Amazon SageMaker Feature Store
Amazon SageMaker Feature Store is a fully managed, purpose-built repository to store, share, and manage features for machine learning (ML) models. Features are inputs to ML models used during training and inference. For example, in an application that recommends a music playlist, features could include song ratings, listening duration, and listener demographics.
Which of the following performance metrics would you recommend to the team for evaluating the effectiveness of its classification system?
Precision, Recall and F1-Score
Precision, Recall, and F1-Score are standard performance metrics used to evaluate the effectiveness of a classification system:
Precision
Measures the accuracy of the positive predictions, calculated as the ratio of true positives to the sum of true positives and false positives.
Recall (Sensitivity)
Measures the ability of the classifier to identify all positive instances, calculated as the ratio of true positives to the sum of true positives and false negatives.
F1-Score
The harmonic mean of Precision and Recall, providing a single metric that balances both concerns.
Amazon SageMaker Clarify
You can use SageMaker Clarify to identify potential bias in data preparation, allowing you to detect and measure bias in datasets and models to ensure fairness and transparency in machine learning applications
SageMaker Clarify is specifically designed to help identify and mitigate bias in machine learning models and datasets.
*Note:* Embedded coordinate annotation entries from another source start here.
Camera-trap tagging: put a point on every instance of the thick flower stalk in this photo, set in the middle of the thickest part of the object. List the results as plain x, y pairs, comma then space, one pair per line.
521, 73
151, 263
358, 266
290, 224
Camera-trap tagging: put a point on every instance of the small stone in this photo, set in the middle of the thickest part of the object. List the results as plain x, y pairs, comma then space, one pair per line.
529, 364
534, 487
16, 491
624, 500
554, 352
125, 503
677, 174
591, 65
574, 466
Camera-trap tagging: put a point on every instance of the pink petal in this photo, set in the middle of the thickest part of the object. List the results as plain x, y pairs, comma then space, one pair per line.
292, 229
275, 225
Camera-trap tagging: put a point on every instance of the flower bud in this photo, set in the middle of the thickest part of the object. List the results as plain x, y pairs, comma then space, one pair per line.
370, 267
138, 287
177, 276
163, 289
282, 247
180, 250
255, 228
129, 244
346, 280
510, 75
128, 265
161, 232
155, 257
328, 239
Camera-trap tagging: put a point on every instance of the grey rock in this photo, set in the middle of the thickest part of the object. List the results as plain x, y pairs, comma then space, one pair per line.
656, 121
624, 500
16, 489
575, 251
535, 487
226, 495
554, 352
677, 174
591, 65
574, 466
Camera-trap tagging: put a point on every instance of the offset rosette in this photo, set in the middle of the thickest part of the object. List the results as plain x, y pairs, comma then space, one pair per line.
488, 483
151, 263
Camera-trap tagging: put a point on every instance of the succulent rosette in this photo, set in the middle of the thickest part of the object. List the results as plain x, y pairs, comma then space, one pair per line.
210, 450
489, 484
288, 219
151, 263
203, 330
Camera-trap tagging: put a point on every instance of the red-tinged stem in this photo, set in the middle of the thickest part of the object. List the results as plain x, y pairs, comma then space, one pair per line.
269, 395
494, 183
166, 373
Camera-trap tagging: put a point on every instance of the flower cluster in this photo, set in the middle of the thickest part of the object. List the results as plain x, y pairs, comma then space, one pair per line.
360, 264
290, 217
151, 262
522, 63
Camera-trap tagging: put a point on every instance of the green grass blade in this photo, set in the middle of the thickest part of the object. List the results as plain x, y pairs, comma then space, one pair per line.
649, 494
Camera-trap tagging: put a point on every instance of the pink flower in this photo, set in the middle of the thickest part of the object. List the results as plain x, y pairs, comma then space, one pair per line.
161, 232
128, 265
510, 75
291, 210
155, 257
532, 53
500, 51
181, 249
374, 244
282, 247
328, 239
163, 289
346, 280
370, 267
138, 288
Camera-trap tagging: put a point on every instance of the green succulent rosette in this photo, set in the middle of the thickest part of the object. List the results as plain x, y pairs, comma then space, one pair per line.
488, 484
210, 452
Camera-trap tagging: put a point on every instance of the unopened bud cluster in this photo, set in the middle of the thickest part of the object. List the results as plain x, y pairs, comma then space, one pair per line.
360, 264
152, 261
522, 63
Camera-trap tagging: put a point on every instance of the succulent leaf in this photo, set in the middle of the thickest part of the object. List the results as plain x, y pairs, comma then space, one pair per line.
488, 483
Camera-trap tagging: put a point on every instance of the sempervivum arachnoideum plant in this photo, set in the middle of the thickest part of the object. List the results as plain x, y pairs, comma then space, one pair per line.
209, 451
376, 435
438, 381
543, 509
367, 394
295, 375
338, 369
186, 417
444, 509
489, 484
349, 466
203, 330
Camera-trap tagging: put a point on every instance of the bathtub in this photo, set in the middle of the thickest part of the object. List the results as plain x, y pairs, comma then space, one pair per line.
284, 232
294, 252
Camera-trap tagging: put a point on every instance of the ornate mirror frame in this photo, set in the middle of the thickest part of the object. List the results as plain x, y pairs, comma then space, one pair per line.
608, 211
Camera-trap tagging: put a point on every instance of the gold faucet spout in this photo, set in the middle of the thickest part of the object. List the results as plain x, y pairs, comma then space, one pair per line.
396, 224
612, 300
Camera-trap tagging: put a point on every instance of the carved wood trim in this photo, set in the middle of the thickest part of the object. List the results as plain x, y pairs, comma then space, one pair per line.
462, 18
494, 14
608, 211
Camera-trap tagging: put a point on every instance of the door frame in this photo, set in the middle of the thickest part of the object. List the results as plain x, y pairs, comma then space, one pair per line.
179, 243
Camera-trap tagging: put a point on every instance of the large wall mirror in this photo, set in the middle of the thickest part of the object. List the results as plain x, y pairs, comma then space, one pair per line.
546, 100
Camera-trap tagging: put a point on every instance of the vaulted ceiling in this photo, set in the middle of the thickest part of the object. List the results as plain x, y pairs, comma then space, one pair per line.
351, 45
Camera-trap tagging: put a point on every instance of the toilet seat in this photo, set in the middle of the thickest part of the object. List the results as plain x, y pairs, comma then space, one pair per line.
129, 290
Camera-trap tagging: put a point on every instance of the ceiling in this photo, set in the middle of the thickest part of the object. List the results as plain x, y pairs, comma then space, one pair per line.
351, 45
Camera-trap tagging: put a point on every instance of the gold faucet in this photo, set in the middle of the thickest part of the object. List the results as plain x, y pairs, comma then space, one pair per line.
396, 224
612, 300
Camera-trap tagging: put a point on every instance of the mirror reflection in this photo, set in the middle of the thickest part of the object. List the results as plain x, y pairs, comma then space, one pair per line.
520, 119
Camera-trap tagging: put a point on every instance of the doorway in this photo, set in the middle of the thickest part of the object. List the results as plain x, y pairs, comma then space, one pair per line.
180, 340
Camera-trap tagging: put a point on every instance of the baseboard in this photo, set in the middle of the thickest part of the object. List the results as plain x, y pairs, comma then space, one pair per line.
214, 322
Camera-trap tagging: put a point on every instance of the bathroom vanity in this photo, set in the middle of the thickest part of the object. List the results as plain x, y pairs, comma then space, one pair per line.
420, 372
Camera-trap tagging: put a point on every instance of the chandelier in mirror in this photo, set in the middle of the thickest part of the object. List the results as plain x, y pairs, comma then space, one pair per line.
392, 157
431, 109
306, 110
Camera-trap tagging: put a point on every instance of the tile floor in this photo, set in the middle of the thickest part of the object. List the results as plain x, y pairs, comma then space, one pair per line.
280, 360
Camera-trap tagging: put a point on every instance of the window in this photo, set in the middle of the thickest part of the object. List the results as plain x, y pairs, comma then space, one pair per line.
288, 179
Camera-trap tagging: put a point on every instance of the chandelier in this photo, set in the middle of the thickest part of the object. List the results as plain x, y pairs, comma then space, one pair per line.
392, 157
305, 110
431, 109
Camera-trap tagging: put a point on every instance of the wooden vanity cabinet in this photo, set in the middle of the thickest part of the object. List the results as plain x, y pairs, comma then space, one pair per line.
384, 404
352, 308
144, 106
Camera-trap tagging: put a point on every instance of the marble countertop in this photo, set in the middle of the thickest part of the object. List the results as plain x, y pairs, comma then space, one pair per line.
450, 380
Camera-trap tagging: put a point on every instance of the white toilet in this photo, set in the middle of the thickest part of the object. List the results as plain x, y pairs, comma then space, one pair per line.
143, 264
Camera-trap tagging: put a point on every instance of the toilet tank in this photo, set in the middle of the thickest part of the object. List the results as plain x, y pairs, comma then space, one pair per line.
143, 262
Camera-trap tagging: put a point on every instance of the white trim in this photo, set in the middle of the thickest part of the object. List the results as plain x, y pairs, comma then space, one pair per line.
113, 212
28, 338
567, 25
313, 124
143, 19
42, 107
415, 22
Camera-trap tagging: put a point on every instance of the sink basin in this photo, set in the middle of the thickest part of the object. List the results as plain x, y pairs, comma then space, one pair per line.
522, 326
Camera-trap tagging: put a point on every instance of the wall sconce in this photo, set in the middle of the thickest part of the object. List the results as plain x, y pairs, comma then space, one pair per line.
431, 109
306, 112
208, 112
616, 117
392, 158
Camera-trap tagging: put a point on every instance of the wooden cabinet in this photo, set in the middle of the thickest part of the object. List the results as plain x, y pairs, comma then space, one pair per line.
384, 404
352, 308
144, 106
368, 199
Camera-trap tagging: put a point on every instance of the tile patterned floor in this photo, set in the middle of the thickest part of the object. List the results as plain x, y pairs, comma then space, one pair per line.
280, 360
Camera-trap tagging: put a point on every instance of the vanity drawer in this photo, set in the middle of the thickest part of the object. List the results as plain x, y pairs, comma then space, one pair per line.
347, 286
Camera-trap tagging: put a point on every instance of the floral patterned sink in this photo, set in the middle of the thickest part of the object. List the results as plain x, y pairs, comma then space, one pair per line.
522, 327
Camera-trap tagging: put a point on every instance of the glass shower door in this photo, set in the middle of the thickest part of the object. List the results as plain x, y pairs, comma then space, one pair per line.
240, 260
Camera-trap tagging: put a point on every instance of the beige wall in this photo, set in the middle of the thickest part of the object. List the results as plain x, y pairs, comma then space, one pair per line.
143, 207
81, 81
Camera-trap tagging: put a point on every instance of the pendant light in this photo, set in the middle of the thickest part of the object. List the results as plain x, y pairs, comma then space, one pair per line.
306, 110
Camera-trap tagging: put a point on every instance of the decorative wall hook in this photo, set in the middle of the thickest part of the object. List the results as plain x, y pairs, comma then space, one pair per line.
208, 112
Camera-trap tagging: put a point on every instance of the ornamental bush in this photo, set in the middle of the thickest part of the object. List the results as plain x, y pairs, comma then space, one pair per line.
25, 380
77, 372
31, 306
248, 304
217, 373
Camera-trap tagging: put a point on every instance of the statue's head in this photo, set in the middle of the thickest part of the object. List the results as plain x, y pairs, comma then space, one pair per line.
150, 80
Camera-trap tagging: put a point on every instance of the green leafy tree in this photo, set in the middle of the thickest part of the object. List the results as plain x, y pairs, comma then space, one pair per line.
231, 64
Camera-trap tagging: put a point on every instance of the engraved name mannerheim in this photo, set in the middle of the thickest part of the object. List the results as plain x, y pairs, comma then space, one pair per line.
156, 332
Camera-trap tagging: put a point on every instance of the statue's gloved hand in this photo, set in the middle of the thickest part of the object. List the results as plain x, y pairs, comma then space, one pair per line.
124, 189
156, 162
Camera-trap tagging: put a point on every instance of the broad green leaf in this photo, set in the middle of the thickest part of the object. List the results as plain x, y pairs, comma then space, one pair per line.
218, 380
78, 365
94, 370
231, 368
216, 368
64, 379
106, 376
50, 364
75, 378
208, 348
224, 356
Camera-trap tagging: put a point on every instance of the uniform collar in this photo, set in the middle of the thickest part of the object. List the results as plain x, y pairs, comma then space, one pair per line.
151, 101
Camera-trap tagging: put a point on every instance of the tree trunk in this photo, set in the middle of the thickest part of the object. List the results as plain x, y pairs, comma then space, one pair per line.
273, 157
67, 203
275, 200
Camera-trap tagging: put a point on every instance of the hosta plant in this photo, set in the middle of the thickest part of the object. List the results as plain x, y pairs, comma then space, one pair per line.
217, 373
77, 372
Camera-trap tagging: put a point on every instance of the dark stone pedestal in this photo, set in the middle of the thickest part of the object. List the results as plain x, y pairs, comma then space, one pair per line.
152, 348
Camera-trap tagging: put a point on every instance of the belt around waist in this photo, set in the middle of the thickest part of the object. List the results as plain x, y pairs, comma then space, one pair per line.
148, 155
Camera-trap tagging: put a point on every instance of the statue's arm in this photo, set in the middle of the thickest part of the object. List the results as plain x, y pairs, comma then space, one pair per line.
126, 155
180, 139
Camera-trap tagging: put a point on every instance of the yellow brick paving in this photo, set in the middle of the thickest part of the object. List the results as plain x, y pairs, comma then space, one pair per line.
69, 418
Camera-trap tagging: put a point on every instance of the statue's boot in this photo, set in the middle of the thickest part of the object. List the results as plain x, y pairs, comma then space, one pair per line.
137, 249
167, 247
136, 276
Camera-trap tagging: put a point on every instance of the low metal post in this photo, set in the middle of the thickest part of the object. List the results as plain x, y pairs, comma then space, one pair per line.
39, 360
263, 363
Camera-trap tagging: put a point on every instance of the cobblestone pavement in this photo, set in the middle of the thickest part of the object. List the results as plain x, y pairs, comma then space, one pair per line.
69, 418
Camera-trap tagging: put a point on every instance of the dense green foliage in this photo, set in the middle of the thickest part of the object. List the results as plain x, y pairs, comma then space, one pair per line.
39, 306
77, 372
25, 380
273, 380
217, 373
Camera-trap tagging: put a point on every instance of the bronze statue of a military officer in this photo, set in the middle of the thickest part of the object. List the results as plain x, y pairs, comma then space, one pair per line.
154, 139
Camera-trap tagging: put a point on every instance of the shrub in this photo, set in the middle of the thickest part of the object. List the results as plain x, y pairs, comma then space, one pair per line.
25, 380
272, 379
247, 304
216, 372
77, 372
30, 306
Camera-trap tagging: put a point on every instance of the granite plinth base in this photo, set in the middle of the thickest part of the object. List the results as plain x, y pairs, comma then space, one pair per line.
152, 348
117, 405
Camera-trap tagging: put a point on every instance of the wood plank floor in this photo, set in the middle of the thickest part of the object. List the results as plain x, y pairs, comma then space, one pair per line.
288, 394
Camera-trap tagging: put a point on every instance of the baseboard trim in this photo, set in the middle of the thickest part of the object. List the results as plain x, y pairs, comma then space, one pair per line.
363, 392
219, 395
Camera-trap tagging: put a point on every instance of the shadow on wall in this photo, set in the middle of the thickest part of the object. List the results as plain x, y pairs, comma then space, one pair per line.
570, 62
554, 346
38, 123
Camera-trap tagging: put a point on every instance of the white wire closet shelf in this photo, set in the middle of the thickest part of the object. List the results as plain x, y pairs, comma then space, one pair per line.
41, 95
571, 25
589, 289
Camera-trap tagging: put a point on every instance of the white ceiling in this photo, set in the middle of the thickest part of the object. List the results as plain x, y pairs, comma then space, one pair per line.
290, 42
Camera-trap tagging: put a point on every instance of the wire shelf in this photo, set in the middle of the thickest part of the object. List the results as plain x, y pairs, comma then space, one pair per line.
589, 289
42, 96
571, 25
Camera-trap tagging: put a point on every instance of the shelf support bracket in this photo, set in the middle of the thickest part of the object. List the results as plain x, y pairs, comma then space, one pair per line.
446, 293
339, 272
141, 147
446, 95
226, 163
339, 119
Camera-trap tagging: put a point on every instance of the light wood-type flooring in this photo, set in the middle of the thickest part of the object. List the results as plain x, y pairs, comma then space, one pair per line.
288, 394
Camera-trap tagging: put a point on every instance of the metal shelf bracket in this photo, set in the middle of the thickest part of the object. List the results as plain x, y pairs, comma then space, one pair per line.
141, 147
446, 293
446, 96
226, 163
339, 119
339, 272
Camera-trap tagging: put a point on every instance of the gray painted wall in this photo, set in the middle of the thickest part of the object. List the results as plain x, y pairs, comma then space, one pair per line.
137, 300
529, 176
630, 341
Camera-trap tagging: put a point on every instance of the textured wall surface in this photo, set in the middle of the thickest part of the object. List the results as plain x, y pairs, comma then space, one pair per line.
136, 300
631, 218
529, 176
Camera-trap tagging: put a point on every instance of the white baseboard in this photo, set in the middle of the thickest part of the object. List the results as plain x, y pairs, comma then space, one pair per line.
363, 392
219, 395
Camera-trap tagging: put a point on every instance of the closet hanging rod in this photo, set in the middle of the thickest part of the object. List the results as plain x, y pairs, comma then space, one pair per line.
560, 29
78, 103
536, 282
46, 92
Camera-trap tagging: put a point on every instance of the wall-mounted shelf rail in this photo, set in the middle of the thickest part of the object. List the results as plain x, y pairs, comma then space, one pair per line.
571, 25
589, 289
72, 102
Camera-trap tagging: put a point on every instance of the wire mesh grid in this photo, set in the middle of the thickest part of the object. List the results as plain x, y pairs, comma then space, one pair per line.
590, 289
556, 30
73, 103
It provides tools to analyze both data and model predictions to detect potential bias, generate reports, and help ensure that models are fair and transparent. It can help identify and measure bias within the data preparation stage and throughout the model’s lifecycle. This capability is essential for building trustworthy AI systems that do not inadvertently discriminate against specific groups.
Batch inference
Batch inference is the most suitable choice for processing a large payload of several gigabytes with Amazon SageMaker when there is no need for immediate responses. This method allows the company to run predictions on large volumes of data in a single batch job, which is more cost-effective and efficient than processing individual requests in real-time. Batch inference can handle large datasets and is ideal for scenarios where waiting for the responses is acceptable, making it the best fit for this use case.
SageMaker Batch Transform will automatically split your input file of several gigabytes (GBs) into whatever payload size is specified if you use “SplitType”: “Line” and “BatchStrategy”: “MultiRecord”.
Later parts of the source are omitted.